A pesar de los problemas, Gaston Maspero seguía apreciando a aquel joven impetuoso en el que reconocía sobradas virtudes, así que cuando un adinerado noble inglés se presentó buscando a alguien que excavara para él, Maspero no dudó en recomendarle a Cárter.
Como habrán adivinado, ese rico británico no era otro que Lord Carnarvon. Su nombre completo era George Edward Stanhope Molyneux Herbert, quinto conde de Carnarvon, y con solo 23 años había heredado una enorme fortuna a la muerte de su padre. Como otros muchos de su posición, uno de sus principales problemas era encontrar un modo de luchar contra el tedio que suponía tener la vida resuelta desde la cuna. Pero a diferencia de la mayoría, nuestro hombre tenía otras inquietudes, sentía pasión por el arte y las antigüedades, con lo que ya desde sus años en el Trinity College de Cambridge coleccionaba pinturas y grabados antiguos. Era un entusiasta deportista y habilidoso jinete y celebró la recepción de su herencia dando la vuelta al mundo en un velero.
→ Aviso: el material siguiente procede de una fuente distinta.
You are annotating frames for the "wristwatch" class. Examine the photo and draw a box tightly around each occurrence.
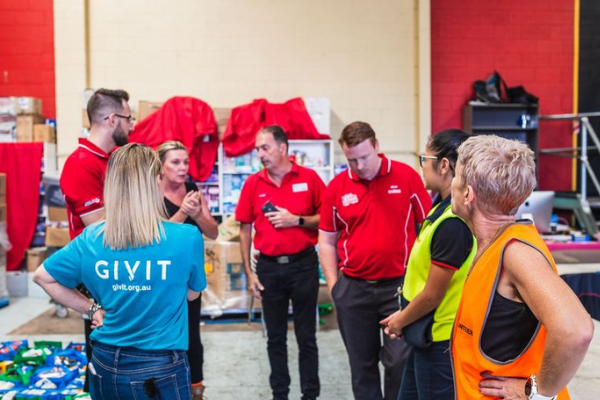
[86,302,102,320]
[298,216,305,226]
[525,375,557,400]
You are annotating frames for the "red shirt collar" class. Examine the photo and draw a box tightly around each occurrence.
[78,138,110,159]
[347,153,391,182]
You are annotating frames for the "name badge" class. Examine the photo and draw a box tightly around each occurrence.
[292,183,308,192]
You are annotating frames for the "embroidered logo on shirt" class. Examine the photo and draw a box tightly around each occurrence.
[292,183,308,193]
[258,193,267,198]
[388,185,402,195]
[84,197,101,207]
[341,193,359,207]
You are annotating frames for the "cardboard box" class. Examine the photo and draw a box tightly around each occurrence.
[17,97,42,115]
[0,97,42,116]
[47,206,68,222]
[138,100,163,121]
[0,204,6,223]
[16,114,45,142]
[213,108,232,136]
[0,173,5,204]
[82,109,90,128]
[45,226,71,247]
[26,247,47,272]
[33,124,55,143]
[202,240,252,316]
[216,215,240,242]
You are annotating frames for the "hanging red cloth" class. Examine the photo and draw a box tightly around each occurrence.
[0,143,44,271]
[129,96,219,182]
[222,98,329,157]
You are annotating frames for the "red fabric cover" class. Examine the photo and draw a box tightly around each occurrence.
[129,96,219,182]
[222,98,330,157]
[0,143,44,271]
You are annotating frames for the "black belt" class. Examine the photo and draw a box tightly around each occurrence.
[343,273,402,285]
[259,247,315,264]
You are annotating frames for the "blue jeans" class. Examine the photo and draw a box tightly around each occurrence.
[89,341,191,400]
[398,340,454,400]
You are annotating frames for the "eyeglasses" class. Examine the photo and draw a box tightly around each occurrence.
[419,154,438,167]
[104,114,136,123]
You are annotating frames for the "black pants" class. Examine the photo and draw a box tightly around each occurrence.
[332,274,409,400]
[256,248,320,400]
[187,293,204,384]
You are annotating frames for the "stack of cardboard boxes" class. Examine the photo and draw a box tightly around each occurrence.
[24,176,70,298]
[0,97,55,144]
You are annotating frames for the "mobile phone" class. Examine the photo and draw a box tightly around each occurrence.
[261,201,278,213]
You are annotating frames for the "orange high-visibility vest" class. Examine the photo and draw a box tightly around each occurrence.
[451,222,570,399]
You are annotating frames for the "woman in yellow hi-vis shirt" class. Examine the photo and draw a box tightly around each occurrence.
[381,129,476,400]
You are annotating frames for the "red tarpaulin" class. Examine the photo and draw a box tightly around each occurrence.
[222,98,330,157]
[129,97,219,182]
[0,143,44,271]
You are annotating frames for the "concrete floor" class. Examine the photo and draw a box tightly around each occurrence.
[2,263,600,399]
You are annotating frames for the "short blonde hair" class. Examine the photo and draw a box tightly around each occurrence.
[156,140,188,164]
[102,143,166,250]
[457,135,536,215]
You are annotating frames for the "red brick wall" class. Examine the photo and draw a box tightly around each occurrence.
[0,0,55,119]
[431,0,575,190]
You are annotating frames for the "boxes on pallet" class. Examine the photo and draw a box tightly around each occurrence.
[16,114,45,142]
[0,97,42,116]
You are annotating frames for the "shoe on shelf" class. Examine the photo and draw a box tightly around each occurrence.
[191,382,207,400]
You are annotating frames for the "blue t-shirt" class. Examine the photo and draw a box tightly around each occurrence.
[43,221,206,351]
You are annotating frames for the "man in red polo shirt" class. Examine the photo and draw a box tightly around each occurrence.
[60,88,134,391]
[319,121,432,400]
[61,88,134,238]
[236,125,325,400]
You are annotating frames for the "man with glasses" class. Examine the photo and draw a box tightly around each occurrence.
[60,88,134,391]
[318,121,431,400]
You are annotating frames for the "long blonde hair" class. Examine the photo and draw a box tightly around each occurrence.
[102,143,166,250]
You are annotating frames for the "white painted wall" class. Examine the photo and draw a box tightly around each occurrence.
[54,0,431,168]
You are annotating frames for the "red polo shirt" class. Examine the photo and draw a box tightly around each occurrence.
[236,162,325,256]
[319,155,432,280]
[60,138,110,239]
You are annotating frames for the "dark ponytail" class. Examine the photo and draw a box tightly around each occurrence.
[428,129,470,173]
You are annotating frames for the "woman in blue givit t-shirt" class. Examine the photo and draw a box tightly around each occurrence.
[34,143,206,400]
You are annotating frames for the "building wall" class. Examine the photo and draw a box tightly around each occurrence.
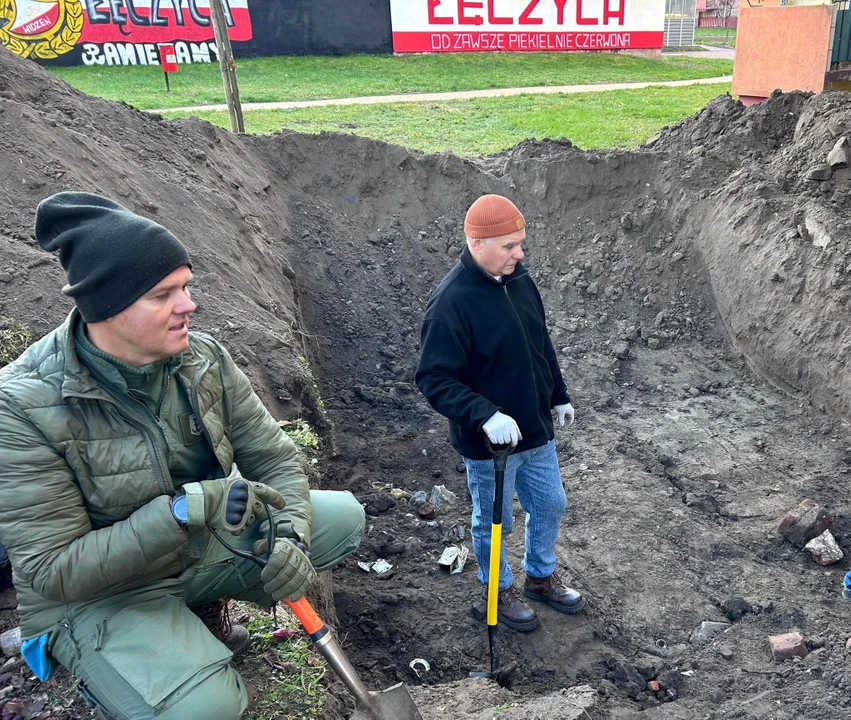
[235,0,392,58]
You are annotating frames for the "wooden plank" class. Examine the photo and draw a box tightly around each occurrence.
[732,5,835,98]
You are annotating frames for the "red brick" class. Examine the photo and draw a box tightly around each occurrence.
[769,632,808,662]
[778,499,832,548]
[648,680,660,692]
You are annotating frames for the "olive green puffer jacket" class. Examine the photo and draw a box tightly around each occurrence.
[0,310,311,638]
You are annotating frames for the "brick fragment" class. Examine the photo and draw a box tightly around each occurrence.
[778,499,832,548]
[769,632,808,662]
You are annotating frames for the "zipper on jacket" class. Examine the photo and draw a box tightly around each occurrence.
[120,390,174,496]
[187,359,226,475]
[155,374,171,429]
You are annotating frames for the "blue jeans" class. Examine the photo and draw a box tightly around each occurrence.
[464,440,566,590]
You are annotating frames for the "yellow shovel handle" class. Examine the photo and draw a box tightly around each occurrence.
[486,523,503,626]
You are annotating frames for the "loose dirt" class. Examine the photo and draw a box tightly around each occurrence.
[2,47,851,720]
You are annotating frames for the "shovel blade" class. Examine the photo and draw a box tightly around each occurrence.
[350,683,423,720]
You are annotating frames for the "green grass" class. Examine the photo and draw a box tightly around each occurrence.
[234,601,326,720]
[695,26,737,47]
[48,52,732,110]
[279,419,320,451]
[0,320,32,367]
[164,82,731,155]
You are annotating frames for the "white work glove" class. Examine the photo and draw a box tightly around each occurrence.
[555,403,575,427]
[482,411,522,446]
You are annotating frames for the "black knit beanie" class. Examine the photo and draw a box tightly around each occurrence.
[35,192,191,323]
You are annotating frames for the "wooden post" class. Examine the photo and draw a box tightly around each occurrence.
[208,0,245,134]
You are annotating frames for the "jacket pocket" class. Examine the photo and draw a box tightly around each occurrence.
[94,595,232,711]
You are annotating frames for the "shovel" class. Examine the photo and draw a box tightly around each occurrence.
[210,505,424,720]
[286,595,423,720]
[469,437,517,688]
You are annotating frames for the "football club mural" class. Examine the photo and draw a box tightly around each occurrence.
[0,0,253,65]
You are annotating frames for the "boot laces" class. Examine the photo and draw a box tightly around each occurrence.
[191,599,233,641]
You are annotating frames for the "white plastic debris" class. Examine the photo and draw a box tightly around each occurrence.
[438,545,470,574]
[372,559,393,574]
[689,621,730,645]
[409,658,430,678]
[430,484,458,509]
[358,558,393,574]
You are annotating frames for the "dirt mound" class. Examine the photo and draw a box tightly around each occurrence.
[4,46,851,720]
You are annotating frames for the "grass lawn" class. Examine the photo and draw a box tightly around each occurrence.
[695,26,737,47]
[49,52,733,110]
[163,82,731,155]
[235,601,326,720]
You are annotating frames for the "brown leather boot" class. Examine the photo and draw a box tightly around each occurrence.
[523,571,586,614]
[472,585,539,632]
[191,599,251,655]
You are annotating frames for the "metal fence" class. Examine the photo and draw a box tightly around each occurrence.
[833,1,851,63]
[665,0,697,46]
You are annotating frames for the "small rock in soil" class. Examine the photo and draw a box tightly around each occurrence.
[721,596,754,622]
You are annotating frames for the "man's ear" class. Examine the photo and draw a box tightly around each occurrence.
[469,237,482,256]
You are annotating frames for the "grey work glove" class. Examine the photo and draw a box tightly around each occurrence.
[483,411,522,446]
[258,538,316,602]
[183,475,286,534]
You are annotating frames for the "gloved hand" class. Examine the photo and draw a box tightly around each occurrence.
[483,411,522,446]
[184,475,286,534]
[259,538,316,602]
[252,523,309,558]
[555,403,575,427]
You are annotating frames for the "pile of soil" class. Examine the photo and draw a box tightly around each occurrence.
[3,46,851,719]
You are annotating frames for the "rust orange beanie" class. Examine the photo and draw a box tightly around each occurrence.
[464,194,526,239]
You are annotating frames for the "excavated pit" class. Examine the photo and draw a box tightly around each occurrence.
[3,47,851,719]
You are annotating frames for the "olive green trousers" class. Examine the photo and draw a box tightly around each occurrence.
[50,490,365,720]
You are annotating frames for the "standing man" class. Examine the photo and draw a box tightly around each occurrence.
[416,194,584,632]
[0,192,365,719]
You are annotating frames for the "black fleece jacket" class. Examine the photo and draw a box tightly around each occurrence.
[416,247,570,460]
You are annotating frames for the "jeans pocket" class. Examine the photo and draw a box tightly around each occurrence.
[95,595,232,711]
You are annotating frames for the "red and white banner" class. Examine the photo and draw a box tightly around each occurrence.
[0,0,252,65]
[390,0,665,53]
[81,0,252,44]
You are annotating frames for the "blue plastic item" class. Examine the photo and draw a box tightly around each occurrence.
[843,569,851,599]
[21,634,57,681]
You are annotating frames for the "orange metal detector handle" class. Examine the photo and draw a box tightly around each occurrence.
[286,596,325,636]
[208,505,328,640]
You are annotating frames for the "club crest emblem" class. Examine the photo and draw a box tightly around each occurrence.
[0,0,83,59]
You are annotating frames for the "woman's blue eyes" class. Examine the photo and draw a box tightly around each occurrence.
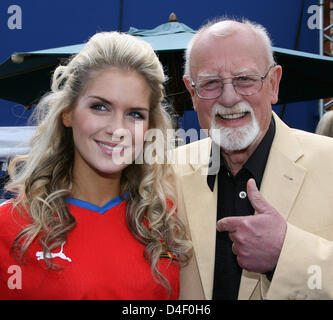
[90,104,145,120]
[91,104,108,111]
[127,112,145,120]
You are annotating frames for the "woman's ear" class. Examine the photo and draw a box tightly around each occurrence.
[62,109,73,128]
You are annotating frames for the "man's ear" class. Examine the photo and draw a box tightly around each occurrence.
[62,109,73,128]
[183,75,198,112]
[270,65,282,105]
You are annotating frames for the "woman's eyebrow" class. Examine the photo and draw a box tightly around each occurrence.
[87,95,111,105]
[128,107,149,112]
[88,95,149,112]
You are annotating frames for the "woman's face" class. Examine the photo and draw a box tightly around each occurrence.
[62,68,151,177]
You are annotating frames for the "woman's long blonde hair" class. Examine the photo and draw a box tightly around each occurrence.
[6,32,191,295]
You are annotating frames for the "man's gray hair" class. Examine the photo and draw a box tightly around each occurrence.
[315,111,333,138]
[184,17,276,78]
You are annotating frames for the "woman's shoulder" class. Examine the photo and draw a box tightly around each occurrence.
[0,200,30,239]
[0,200,14,218]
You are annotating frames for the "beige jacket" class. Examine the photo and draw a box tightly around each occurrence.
[174,113,333,300]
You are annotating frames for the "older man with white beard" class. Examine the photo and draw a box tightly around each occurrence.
[175,18,333,300]
[210,102,261,152]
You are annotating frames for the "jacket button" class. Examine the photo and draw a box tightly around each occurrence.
[239,191,247,199]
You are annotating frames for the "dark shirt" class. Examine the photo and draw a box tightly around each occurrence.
[207,117,275,300]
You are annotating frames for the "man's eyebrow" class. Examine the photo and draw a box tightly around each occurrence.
[197,73,220,79]
[234,68,258,75]
[197,68,259,79]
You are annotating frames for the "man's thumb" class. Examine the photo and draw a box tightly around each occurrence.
[247,178,272,214]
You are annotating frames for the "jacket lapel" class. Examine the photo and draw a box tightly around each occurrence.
[260,115,306,221]
[180,140,218,299]
[238,113,307,299]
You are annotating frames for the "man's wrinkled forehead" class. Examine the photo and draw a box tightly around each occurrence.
[207,20,247,37]
[194,21,252,49]
[190,23,268,77]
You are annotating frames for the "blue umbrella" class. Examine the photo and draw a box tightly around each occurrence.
[0,17,195,109]
[0,16,333,109]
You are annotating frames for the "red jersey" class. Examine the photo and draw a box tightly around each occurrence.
[0,196,179,299]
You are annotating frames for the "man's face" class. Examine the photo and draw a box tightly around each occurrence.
[184,26,282,152]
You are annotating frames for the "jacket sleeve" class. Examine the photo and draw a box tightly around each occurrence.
[263,222,333,299]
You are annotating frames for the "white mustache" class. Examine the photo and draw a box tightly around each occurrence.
[212,102,253,118]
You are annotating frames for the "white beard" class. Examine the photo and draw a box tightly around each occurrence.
[209,102,261,152]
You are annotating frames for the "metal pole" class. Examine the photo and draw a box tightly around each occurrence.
[319,0,324,118]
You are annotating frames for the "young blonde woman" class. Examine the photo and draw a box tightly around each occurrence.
[0,32,191,299]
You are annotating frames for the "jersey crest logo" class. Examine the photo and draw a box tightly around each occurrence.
[36,241,72,262]
[159,240,177,261]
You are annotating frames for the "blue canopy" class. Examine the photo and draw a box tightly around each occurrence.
[0,21,333,107]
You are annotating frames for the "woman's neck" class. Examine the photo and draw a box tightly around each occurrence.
[70,163,122,207]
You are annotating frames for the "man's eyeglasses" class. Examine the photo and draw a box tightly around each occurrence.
[190,64,276,100]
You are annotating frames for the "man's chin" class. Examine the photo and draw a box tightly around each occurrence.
[210,125,260,152]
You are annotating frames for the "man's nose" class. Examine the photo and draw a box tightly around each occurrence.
[217,82,242,107]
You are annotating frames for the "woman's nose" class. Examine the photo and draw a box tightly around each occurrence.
[105,114,127,141]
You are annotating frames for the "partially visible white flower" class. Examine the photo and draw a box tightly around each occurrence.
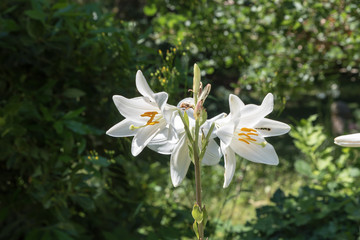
[216,93,291,188]
[334,133,360,147]
[170,98,224,187]
[106,70,176,156]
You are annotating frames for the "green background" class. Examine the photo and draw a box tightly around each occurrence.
[1,0,360,239]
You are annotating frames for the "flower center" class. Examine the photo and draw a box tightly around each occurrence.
[237,128,267,147]
[130,111,161,130]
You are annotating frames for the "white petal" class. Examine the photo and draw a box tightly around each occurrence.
[230,136,279,165]
[177,98,195,108]
[208,113,227,122]
[162,104,178,124]
[238,93,274,126]
[214,114,231,127]
[147,126,179,154]
[113,95,158,123]
[229,94,244,120]
[202,139,222,166]
[221,142,236,188]
[136,70,154,99]
[254,118,291,137]
[170,135,191,187]
[216,122,236,147]
[131,121,165,156]
[153,92,168,111]
[202,113,227,138]
[171,112,186,134]
[177,98,195,119]
[106,119,137,137]
[334,133,360,147]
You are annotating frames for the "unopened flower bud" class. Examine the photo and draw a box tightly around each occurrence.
[193,63,201,97]
[198,83,211,103]
[194,100,203,120]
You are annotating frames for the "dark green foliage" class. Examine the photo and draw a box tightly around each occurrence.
[0,0,192,239]
[1,0,360,239]
[237,187,360,240]
[145,0,360,104]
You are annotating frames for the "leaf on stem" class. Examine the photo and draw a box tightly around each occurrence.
[192,203,204,223]
[193,220,199,239]
[203,205,208,228]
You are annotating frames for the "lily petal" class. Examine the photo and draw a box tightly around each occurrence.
[170,135,191,187]
[221,142,236,188]
[230,136,279,165]
[238,93,274,126]
[177,98,195,118]
[131,120,165,156]
[203,113,227,137]
[217,122,236,147]
[163,104,178,123]
[106,119,137,137]
[334,133,360,147]
[229,94,244,120]
[147,126,178,154]
[153,92,168,111]
[254,118,291,137]
[113,95,158,123]
[136,70,155,99]
[202,139,222,165]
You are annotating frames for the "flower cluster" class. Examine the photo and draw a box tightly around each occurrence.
[107,65,291,187]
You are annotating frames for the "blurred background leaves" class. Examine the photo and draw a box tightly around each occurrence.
[1,0,359,239]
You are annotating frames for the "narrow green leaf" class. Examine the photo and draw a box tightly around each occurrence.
[203,205,208,228]
[193,220,199,239]
[183,111,190,127]
[199,109,207,126]
[63,107,86,120]
[177,110,193,143]
[25,10,46,23]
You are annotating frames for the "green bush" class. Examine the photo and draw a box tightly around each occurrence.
[145,0,360,104]
[1,0,360,239]
[238,187,360,240]
[227,115,360,240]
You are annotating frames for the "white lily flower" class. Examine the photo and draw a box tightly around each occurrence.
[216,93,291,188]
[334,133,360,147]
[170,98,223,187]
[106,70,176,156]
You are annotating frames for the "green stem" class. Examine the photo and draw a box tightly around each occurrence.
[193,120,204,239]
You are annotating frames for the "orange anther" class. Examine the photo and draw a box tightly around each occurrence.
[238,132,257,142]
[238,138,250,144]
[140,111,160,125]
[247,133,258,136]
[240,127,256,132]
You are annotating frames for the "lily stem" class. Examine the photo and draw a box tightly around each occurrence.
[193,120,204,239]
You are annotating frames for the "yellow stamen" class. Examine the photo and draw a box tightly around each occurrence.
[238,133,257,142]
[237,128,266,147]
[141,111,159,125]
[246,133,258,136]
[240,127,257,132]
[130,111,161,130]
[238,138,250,144]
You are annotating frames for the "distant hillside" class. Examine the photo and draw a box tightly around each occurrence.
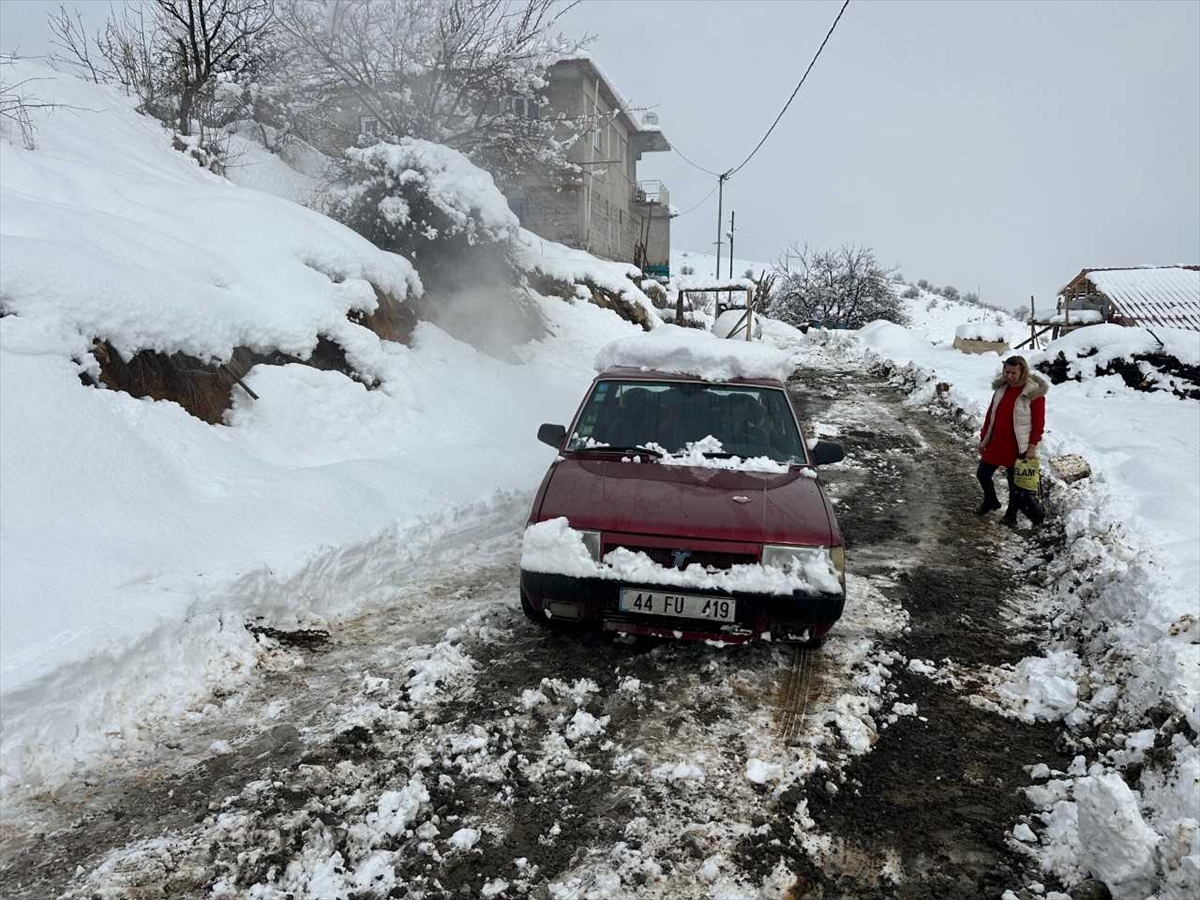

Por aquellos años nacía un deporte que lo sedujo desde el principio: el automovilismo, entonces un nuevo capricho solo apto para ricos, que eran los únicos que podían permitirse aquellas costosas máquinas. Él, además, fue uno de los primeros de su país en sucumbir a los hechizos del automóvil, ya que el suyo fue el tercero de estos vehículos que circuló por las carreteras de Gran Bretaña con licencia. Se apasionó por la velocidad, y eso casi le costó la vida.